Collect DNA Samples:

They collect DNA from two groups of people:

• Cases: People who have the disease or trait.
• Controls: People who do not have the disease or trait.

Genotyping:

Scientists use machines to scan each person’s DNA.

They look at hundreds of thousands, sometimes millions, of tiny DNA differences called SNPs (Single Nucleotide Polymorphisms).

Statistical Analysis:

Scientists compare how often each SNP appears in cases versus controls.

• If a SNP appears more often in people with the disease, it might be linked to the disease.

Identify Important SNPs:

If a SNP shows a strong connection to the disease, it could point to a gene that affects the disease.

Scientists wanted to understand why some people develop Type 2 Diabetes.

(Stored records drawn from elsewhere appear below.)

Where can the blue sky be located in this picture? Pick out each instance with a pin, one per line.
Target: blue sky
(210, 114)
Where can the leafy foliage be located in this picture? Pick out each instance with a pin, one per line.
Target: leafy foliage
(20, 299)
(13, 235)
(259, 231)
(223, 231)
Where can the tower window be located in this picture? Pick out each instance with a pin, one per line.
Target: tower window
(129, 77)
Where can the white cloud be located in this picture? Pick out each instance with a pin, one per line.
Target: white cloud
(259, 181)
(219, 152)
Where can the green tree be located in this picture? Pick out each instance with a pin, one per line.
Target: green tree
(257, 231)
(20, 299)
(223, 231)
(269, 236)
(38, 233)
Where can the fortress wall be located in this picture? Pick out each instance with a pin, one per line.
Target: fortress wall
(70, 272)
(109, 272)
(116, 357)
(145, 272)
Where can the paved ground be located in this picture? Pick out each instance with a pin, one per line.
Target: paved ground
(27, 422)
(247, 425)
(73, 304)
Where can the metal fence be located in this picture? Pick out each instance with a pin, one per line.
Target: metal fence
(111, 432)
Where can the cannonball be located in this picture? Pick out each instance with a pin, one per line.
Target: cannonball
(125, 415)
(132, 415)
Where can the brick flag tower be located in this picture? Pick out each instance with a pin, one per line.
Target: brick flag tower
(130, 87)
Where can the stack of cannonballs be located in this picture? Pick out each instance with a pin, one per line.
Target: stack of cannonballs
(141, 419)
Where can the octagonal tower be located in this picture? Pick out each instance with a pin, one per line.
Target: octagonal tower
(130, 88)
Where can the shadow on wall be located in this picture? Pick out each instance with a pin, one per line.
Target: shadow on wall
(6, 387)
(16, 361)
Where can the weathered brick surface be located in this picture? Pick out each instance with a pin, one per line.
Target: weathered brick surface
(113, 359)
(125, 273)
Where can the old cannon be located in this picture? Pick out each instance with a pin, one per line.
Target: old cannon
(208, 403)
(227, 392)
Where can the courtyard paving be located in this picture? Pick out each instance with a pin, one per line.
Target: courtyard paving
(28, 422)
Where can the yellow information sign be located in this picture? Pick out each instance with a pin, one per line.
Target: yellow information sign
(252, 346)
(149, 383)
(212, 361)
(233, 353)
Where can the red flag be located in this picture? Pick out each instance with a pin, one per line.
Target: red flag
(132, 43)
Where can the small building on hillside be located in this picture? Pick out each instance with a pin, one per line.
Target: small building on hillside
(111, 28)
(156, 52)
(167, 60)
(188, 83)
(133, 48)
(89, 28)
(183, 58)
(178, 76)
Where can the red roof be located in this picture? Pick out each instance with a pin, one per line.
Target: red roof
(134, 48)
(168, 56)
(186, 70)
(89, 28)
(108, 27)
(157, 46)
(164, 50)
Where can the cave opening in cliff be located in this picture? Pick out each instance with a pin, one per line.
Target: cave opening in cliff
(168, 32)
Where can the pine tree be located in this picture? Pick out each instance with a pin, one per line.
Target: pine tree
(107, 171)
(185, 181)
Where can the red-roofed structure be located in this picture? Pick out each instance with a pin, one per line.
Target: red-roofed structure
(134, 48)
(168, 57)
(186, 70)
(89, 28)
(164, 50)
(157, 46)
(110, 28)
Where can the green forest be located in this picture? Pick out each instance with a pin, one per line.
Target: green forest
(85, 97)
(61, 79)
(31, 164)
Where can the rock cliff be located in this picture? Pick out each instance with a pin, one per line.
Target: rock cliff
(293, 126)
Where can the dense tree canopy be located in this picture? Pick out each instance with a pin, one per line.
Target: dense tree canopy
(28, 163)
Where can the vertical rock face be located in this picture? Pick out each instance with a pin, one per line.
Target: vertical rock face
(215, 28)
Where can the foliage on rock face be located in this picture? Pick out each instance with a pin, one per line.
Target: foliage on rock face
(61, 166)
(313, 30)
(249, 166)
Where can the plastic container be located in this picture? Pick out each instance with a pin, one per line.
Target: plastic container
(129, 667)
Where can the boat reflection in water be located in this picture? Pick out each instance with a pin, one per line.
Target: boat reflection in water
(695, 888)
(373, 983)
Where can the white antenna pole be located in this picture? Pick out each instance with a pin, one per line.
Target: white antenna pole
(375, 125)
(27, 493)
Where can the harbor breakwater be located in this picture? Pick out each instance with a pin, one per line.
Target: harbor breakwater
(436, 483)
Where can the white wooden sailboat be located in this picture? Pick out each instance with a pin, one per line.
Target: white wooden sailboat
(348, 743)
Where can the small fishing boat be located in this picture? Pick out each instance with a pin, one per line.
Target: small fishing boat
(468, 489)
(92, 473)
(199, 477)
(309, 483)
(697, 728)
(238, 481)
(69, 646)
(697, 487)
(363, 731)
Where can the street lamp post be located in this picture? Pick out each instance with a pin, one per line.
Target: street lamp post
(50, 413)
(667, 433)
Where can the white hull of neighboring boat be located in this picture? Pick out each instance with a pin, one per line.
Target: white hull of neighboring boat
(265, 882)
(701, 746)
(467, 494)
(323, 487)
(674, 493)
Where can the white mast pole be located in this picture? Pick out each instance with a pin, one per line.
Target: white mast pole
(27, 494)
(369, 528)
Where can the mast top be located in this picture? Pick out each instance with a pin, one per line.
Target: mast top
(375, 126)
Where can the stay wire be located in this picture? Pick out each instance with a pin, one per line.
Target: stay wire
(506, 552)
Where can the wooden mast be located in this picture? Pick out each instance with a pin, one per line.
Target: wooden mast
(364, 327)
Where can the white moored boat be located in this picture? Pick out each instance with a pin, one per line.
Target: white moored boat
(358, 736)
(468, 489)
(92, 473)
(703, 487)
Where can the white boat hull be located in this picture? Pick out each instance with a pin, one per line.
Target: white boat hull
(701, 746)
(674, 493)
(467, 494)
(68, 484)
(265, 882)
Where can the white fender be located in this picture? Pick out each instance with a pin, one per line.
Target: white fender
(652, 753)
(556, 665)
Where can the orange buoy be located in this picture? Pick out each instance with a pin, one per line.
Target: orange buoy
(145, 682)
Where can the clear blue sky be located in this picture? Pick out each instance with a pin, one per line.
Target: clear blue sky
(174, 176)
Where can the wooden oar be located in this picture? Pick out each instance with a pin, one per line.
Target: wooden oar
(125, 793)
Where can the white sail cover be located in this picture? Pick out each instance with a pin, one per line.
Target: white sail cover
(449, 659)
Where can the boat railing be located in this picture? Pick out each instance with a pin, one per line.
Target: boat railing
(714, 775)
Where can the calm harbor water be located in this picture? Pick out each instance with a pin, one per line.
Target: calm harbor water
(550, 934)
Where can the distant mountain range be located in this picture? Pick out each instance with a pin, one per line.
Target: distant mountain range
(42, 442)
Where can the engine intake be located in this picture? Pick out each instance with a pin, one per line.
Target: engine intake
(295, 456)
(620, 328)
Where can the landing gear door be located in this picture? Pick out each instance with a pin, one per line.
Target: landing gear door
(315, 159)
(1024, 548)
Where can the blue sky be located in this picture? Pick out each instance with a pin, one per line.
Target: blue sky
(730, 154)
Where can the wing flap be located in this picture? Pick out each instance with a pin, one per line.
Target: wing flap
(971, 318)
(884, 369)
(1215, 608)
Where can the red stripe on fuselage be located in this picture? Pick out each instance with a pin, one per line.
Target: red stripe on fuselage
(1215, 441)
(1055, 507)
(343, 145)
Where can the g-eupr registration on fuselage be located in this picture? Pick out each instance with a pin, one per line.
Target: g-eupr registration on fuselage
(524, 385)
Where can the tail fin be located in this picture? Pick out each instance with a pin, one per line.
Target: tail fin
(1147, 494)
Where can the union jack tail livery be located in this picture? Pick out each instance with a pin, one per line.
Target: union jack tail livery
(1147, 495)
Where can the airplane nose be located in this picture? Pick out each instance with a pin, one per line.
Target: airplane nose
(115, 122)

• They collected DNA from thousands of people with diabetes and thousands without diabetes.
• They scanned their DNA and found that people with certain changes near a gene called TCF7L2 had a higher risk of getting diabetes.
• This was an important discovery because TCF7L2 helps control blood sugar in the body.

Thanks to this GWAS:

• Scientists now understand more about how diabetes develops.
• New drugs are being studied that target the pathways involving TCF7L2.
• People can be tested for this genetic risk to help prevent diabetes earlier.

Find Disease Genes:

It helps find which genes are involved in diseases.

Better Treatments:

Understanding genes helps scientists create better and more targeted treatments.

Personalized Medicine:

Doctors can use a person’s genetic information to suggest better treatments or prevention methods.

Predict Risk:

It can help predict who might be more at risk for certain diseases.

• Breast Cancer:
• GWAS found DNA changes in genes like BRCA1 and BRCA2 linked to a high risk of breast cancer.
• Height:
• Many SNPs were found that help explain why some people are taller or shorter.
• Heart Disease:
• Scientists found several genes that raise the risk of heart attacks, helping create better medicines.

• Small Effects:
• Most DNA changes found by GWAS only slightly increase or decrease disease risk.
• Does Not Find Exact Cause:
• GWAS often finds areas near genes but not always the exact change causing the disease.
• Needs Many People:
• Big studies (with tens or hundreds of thousands of people) are needed for reliable results.
• Mostly European Data:
• Many early GWAS were done mostly with European populations, so results might not apply to all ethnic groups. Newer studies are trying to fix this.